Funding must be used in alignment with the funding priorities. We encourage organizations to think about the intersection of issues with racial healing and justice work. However, if an organization would like to use the funds to support direct service work, for example, a food pantry – that would not be eligible.

Will art-based projects be considered and given equal importance as any project?

Absolutely. Projects will be evaluated like any other project based on the following criteria:

  1. Funding priorities
  2. Community engagement
  3. Alignment with community needs
  4. Capacity/Infrastructure to implement proposal
  5. Budget proposal
  6. Outcomes

Cost Questions

Can I include indirect cost?

Yes, up to 10%.

What are allowable costs?

Allowable costs are charges incurred by your organization to support the implementation of a grant award. The Field Foundation follows guidelines stipulated by IDHS; costs must meet the following general criteria to be allowable:

  1. Be necessary and reasonable for your organization to implement the grant award
  2. Be allocable to the grant award under the provisions of the applicable cost principles
  3. Be consistent with policies and procedures that apply uniformly to grant awards and other activities of your organization
  4. Treat direct and indirect costs consistently
  5. Be in accordance with generally accepted accounting principles (GAAP)
  6. Not used to meet the cost sharing or matching requirements of another grant award.
  7. Be adequately documented
  8. Incurred during the period performance and consistent with the approved award budget

To learn more visit Allowable Costs page, and to view the Allowable Costs Presentation click here.

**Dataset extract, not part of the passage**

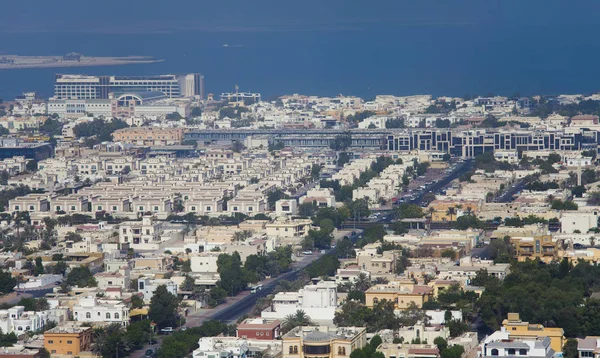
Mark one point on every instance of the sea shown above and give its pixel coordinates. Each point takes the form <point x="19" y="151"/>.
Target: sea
<point x="526" y="50"/>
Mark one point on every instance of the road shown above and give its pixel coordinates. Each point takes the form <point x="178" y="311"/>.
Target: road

Are there any costs that are not allowed as part of this grant?

Typically, unallowable costs include:

  1. Advertising costs – unless necessary to meet the requirements of the sponsored agreement.
  2. Alcohol costs – strictly unallowed
  3. Fundraising costs – including financial campaigns, endowment drives, solicitation of gifts and similar expenses that are typically incurred to raise capital or obtain contributions.
  4. Insurance costs – insurance to protect against defects in the institution’s materials or workmanship are unallowable. Losses which could have been covered by insurance are unalloyed unless expressly allowed by the sponsor.
  5. Recruiting costs – including wanted advertising, special emoluments, fringe benefits and salary allowances incurred to attract professional personnel from other institutions.
  6. Selling and marketing costs – only allowable as a direct cost when approved by the awarding agency and deemed necessary for the performance of the award.
  7. Lobbying costs – strictly unallowed.

To learn more about unallowed costs visit the State of Illinois Code and the Uniform Guidance: Unallowed Costs.

Can we use funding and expenses from before December notification to reimburse ourselves?

Organizations may charge against the grant starting November 1 as long as it’s in direct connection with the grant proposal.

GATA Questions

Do we need to be GATA certified?

No.  GATA certification is not required for applications to Region 5.